From FBR analyst report:
Summary and Recommendation
Media outlets are reporting that the government will require BAC to raise more capital in light of the stress test results that the banks received last Friday. How much capital any particular bank needs is always open for debate and is a very subjective exercise, so we have given investors the tools to decide the amount of capital that BAC needs and what the dilution would be if BAC converted preferred stock to common. FBR believes that BAC will need at least $60 billion to $70 billion to maintain a tangible common equity ratio above 3% at the end of 2010. We are basing our results on FBR's stress test under a 12% unemployment rate scenario. Most major banks will find it very difficult to raise that kind of capital in today's environment, and we believe the first line of defense would be to convert both private and TARP preferred to common equity. FBR encourages BAC to convert the $27 billion of private preferreds as soon as possible, as this will boost the tangible common equity ratio to roughly 4.3% today, reduce the preferred dividend expense, and bring much-needed capital stability to Bank of America. This is consistent with our Underperform rating on BAC and $5 price target, equal to 0.5x tangible book value of $10.88. We expect that the shares will continue to trade at a discount to book until its capital structure is more stable and the risk of dilution is reduced.
Key Points
- How much capital does BAC need? The Wall Street Journal is reporting that BAC needs additional capital following the results of the government's stress test. Using our 12% unemployment rate scenario from last week's report ("Stress Testing Nine Banks—It's All About Unemployment," April 22, 2009), we estimate that BAC needs at least $60 billion to $70 billion in capital to maintain a TCE ratio above 3% at the end of 2010.

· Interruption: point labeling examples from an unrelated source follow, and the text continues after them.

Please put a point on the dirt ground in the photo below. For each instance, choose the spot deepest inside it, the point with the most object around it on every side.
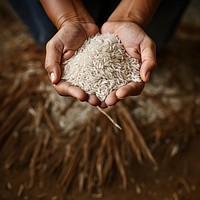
(175, 145)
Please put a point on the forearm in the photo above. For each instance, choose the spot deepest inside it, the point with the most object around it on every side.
(61, 11)
(138, 11)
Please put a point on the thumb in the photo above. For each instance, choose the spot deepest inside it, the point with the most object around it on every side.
(53, 60)
(148, 57)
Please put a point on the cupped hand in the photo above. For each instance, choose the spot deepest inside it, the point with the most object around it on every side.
(138, 45)
(61, 47)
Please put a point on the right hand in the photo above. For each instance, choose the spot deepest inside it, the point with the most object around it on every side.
(61, 47)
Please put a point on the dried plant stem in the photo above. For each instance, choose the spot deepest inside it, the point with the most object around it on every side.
(132, 132)
(109, 118)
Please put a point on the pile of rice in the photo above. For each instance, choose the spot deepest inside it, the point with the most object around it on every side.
(101, 65)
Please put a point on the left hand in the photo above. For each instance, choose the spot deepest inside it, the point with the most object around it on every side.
(138, 45)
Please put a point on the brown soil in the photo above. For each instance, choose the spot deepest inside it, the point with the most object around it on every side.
(175, 142)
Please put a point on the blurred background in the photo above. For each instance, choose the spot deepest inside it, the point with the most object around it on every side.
(36, 125)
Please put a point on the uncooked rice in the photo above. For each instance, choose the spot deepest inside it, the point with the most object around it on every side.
(101, 65)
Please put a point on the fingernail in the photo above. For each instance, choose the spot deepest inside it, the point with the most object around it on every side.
(52, 77)
(147, 76)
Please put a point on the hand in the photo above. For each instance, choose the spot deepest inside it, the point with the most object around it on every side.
(138, 45)
(61, 47)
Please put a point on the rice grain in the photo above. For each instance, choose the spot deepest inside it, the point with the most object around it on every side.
(101, 65)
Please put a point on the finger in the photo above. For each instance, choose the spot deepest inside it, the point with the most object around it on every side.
(148, 56)
(131, 89)
(93, 100)
(67, 55)
(103, 105)
(111, 99)
(53, 60)
(66, 89)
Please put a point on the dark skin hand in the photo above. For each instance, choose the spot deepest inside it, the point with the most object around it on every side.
(75, 25)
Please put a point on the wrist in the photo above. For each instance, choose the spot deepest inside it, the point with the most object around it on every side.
(137, 11)
(60, 12)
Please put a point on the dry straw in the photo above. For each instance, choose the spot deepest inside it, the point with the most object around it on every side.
(101, 65)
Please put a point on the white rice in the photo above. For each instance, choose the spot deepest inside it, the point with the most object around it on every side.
(101, 65)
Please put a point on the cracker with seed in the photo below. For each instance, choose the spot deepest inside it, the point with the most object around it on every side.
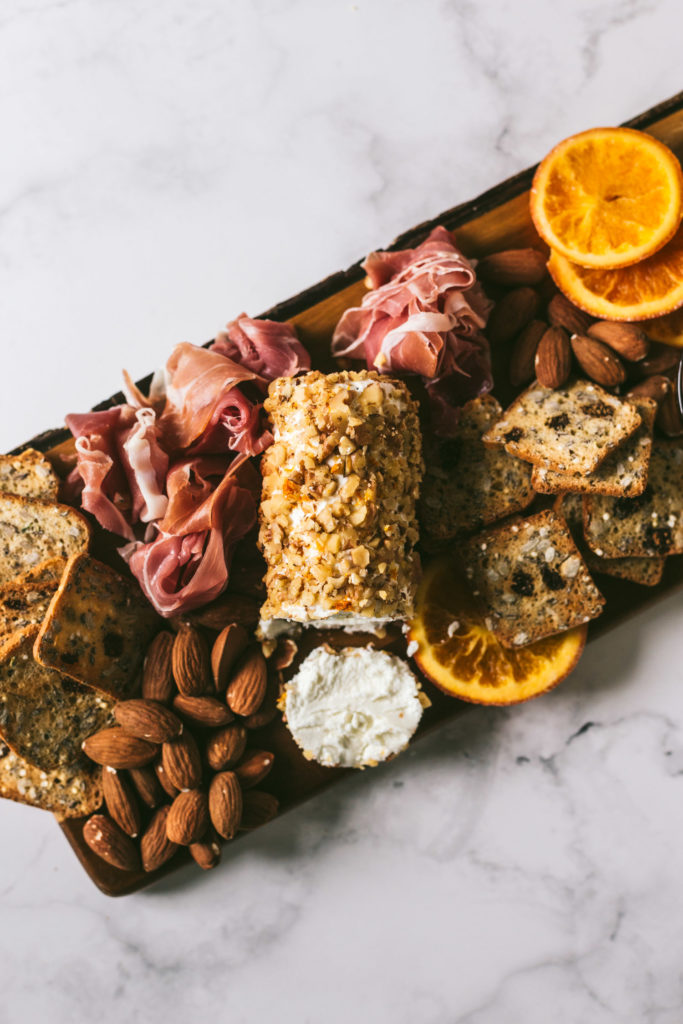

- FBR stress test vs. Treasury stress test. We must point out that FBR's stress test is somewhat tougher than the government's current stress test with respect to losses, given that FBR projects an unemployment rate of 12% and the government's stress test assumes a 10% unemployment rate. We also note that the government takes a much harder look at off-balance-sheet risk, which could be the wild card in any stress test scenario.
Not surprisingly, the bid/ask spread on Vikram's survival odds is wide enough to fit half of the bank's commercial real estate "assets" through.